Gibbs only glowered in reply, turned away.
*****
Jack found him prone at the exact center of the Pearl's deck, the pen
in hand and a bowl of some dark liquid next to him. The swell gave the ship
a slight tendency to yaw in these conditions, and Gibbs had chosen his
location to minimize the sway.
"What daft business are you about, Joshamee?"
"We're low on lamp oil as well.

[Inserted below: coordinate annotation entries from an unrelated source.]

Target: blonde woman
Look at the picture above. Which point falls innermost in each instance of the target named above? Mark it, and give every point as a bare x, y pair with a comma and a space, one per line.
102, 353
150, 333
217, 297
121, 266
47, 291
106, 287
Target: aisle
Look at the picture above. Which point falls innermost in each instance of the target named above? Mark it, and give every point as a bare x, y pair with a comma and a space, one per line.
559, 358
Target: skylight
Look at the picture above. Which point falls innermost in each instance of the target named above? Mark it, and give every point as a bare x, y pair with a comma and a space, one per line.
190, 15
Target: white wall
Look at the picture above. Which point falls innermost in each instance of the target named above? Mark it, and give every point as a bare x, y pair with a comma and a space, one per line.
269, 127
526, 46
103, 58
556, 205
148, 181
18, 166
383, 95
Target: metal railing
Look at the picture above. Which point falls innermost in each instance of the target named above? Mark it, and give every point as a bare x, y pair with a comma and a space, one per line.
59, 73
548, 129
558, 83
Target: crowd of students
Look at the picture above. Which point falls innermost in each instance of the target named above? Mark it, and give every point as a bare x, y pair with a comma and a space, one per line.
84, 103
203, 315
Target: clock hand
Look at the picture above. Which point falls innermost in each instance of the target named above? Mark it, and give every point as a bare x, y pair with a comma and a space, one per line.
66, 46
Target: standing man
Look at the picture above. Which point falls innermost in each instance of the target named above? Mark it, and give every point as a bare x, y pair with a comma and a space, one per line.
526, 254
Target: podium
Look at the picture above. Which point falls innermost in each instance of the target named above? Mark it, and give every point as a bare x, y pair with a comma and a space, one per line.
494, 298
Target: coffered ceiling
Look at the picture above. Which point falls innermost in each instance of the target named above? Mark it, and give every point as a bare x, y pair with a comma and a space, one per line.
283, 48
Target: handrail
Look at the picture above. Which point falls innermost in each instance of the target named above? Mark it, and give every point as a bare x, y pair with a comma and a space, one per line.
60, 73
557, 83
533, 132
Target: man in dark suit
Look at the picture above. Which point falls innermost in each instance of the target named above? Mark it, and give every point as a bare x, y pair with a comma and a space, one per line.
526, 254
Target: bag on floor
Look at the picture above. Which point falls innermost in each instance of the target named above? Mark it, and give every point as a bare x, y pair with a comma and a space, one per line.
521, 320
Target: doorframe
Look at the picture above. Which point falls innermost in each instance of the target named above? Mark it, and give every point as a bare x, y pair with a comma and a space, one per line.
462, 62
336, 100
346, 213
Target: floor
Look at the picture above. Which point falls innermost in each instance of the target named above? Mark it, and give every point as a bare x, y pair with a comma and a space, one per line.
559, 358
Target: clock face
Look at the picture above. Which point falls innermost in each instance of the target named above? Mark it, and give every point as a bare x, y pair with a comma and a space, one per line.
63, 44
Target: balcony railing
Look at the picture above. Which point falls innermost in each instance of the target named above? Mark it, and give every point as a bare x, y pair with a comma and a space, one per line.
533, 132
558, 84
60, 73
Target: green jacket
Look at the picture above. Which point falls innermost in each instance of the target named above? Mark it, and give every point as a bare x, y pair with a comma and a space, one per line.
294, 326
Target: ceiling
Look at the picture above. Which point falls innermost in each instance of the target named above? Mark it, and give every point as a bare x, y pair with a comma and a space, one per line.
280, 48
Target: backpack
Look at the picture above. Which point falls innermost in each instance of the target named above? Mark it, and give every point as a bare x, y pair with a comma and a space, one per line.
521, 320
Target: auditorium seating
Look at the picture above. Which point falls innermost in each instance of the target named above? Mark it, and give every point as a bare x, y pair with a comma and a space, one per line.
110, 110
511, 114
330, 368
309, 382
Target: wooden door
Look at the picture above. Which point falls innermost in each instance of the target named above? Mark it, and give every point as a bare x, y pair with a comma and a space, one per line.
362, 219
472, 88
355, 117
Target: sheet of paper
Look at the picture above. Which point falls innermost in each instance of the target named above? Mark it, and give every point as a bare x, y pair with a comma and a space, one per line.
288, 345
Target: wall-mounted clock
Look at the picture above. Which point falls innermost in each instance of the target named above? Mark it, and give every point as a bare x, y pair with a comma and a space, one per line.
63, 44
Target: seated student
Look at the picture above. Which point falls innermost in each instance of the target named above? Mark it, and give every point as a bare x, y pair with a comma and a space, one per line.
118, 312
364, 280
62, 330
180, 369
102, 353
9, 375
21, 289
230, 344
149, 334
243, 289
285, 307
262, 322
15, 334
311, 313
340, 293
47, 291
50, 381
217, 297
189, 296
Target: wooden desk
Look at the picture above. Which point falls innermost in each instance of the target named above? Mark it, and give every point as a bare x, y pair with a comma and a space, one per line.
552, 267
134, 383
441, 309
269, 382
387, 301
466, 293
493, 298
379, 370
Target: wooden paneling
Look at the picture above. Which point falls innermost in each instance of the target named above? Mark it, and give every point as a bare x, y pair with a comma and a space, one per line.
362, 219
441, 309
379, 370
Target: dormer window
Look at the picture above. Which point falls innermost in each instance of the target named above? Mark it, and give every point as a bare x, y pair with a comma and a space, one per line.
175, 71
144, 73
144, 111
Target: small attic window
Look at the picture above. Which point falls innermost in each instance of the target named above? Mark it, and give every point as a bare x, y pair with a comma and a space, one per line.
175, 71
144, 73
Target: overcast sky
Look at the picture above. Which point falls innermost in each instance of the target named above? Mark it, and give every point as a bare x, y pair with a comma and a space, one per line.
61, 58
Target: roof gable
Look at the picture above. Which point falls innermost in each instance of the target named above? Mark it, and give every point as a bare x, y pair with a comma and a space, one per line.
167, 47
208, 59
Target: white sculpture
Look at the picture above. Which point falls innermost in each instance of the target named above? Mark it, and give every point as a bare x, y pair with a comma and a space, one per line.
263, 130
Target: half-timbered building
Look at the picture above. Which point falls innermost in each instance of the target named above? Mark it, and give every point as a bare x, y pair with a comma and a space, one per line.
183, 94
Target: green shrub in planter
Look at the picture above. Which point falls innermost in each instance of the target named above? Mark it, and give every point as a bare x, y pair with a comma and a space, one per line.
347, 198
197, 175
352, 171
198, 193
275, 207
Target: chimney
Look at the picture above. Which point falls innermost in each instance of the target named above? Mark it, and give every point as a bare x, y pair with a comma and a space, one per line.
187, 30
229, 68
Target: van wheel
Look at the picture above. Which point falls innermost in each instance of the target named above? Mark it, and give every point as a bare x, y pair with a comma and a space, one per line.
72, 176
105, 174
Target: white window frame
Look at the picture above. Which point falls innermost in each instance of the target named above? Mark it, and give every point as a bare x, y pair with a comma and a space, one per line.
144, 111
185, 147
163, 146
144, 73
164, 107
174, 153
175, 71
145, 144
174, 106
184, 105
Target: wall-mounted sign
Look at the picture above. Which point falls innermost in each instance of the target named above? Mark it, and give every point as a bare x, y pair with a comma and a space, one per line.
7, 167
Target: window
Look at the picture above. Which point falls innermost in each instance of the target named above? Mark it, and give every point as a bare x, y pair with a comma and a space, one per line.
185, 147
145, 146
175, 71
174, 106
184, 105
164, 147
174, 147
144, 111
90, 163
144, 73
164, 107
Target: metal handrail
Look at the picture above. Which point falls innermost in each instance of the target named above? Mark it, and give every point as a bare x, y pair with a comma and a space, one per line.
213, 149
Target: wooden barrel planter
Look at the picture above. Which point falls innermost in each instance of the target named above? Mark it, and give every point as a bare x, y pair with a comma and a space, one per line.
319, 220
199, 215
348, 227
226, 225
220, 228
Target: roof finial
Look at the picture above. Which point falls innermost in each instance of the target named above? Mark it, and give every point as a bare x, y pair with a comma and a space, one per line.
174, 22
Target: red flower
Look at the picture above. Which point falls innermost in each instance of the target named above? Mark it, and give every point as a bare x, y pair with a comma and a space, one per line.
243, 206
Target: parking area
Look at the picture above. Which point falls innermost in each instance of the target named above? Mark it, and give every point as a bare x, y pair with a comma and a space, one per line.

I thought I'd use the natural light, up here
on deck."
"I can see that." Jack dropped to his heels beside his quartermaster.
"What's so blazedly urgent that you must write it now?"
Gibbs ducked his head, circled the parchment with a protective arm. "Nuthin'.
Jes' a letter."
"I see you found some ink?" Jack reached for the bowl, raising it to his
face for a sniff.
"Careful o'that!"
The Captain's nose wrinkled, and dipping a fingertip in the thickening dark
stuff, he tasted, then spat. "Your own blood, then?"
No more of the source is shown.